In this way Nero forced me to give him the Manilianus’ old family house without the slightest compensation. I could not summon up any overwhelming joy over this favor, for I knew he would take the honor on himself and not even mention my name when the temple was dedicated. Bitterly I asked him where he thought I was going to put my bed and my possessions in the present housing shortage.
“Of course,” said Nero. “I hadn’t thought of that. But your father’s, or rather Tullia’s, house is still empty. I haven’t been able to sell it because it is haunted.”
I replied that I was not going to spend huge sums on a haunted house which I did not want. I also explained how decayed it was and how ill-planned it had been in the first place, and that now, untouched for years, it had a wild garden which would be far too expensive to keep up in view of the new water taxes.
Nero listened, enjoying my description.
“As evidence of my friendship,” he said, “I had thought of selling you the house at a reasonable piice. But it disgusts me that you insolently and unworthily begin to bargain before I’ve even mentioned a price. I no longer regret having asked you to get yourself circumcised. To show you that Nero is Nero, I hereby present you with your father’s house. I refuse to lower myself by haggling with you.”
Naturally I thanked Nero with all my heart, although he was not giving me the house for nothing, but in exchange for my old house on Aventine.
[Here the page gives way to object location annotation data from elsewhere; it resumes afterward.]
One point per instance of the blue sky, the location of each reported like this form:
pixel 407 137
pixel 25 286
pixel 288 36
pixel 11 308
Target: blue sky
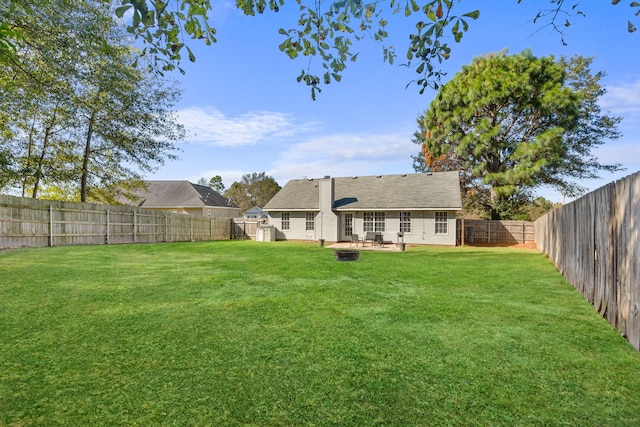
pixel 244 111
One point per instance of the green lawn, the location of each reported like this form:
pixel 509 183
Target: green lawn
pixel 262 334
Sufficient that I gained on the exchange.
I thought with satisfaction that Tullia’s house was almost worth circumcision, and that thought still consoled me when I sickened with fever. I myself had done my best to stop the house being sold by spreading rumors about ghosts and having a couple of slaves rattle pan lids and thump furniture at night in the abandoned house. We Romans are superstitious when it comes to ghosts and the dead.
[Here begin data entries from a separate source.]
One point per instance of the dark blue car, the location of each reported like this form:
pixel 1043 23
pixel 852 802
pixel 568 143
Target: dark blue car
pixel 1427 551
So now I can with good conscience go on to tell you about Nero’s victorious progress through Greece, about the regrettable deaths of Cephas and Paul and about how I came to take part in the siege of Jerusalem.
Book XIII
The suppression of the Pisonian conspiracy continued for nearly two years and extended to those wealthy men in the provinces and allied states who had evidently known what was happening but had said nothing. Merciful though Nero was in replacing the death sentence with exile wherever possible, thanks to the conspiracy he managed to put the State finances into some kind of order despite his enormous expenses.
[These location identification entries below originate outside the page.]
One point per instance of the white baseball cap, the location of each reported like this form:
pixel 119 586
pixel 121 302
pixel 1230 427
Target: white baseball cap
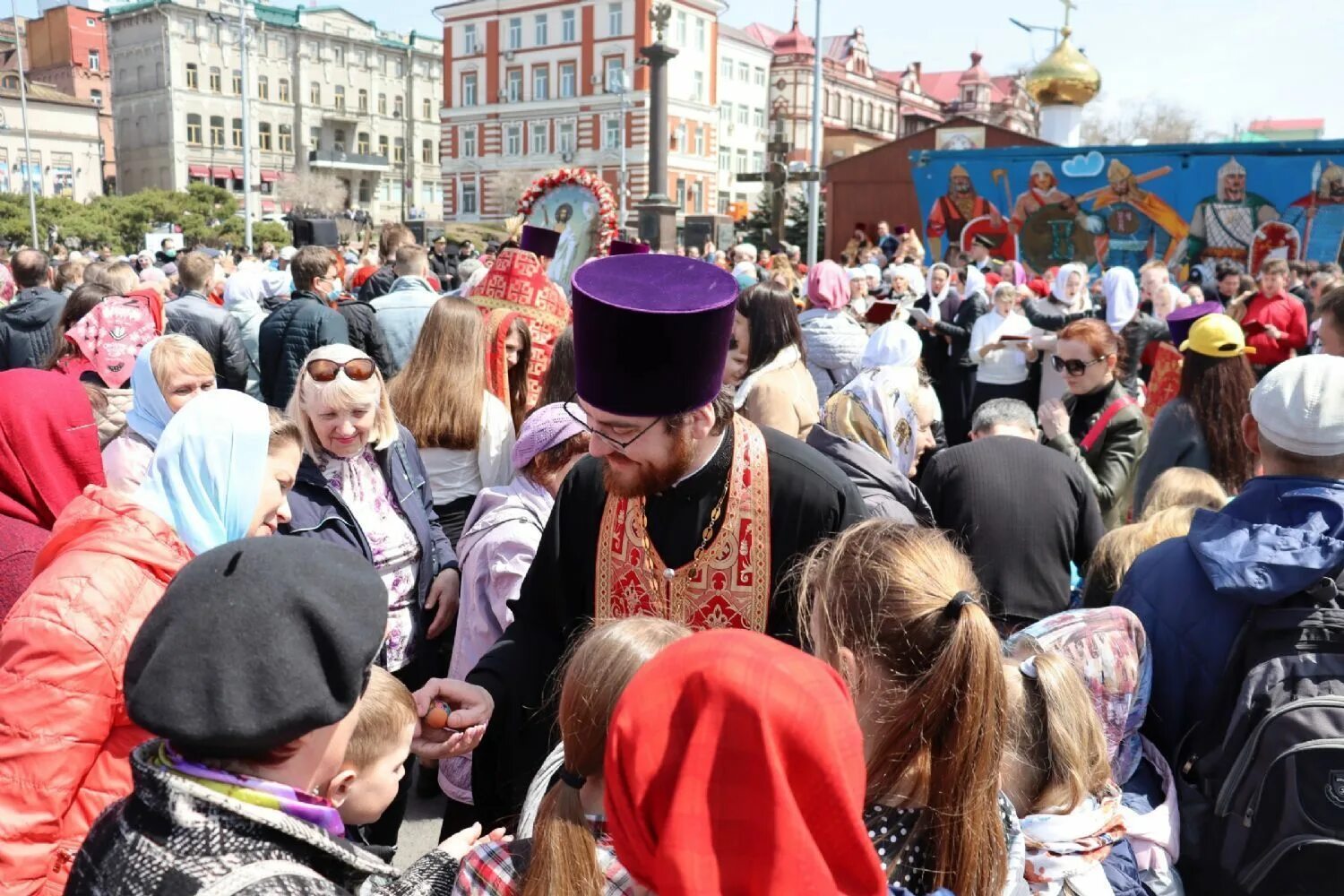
pixel 1300 406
In fact the preparations for war against Parthia accounted for the greater part of the State income. Nero was quite moderate in his living habits for an Emperor, compared with some of the wealthy and newly rich in Rome. Due to the influence of the dead Petronius, Nero attempted to replace the vulgarity of Rome’s upstarts with good taste, though of course he often made mistakes now that he no longer had Petronius to consult.
To Nero’s credit it should be said that he did not, for instance, burden the State treasury with more than the costs of transport when he replaced the works of art which had been destroyed by the fire with new statues and objets d’art. He sent an arts commission to Achaia and Asia to search every town of any size and send the best sculpture they could find back to the Golden Palace.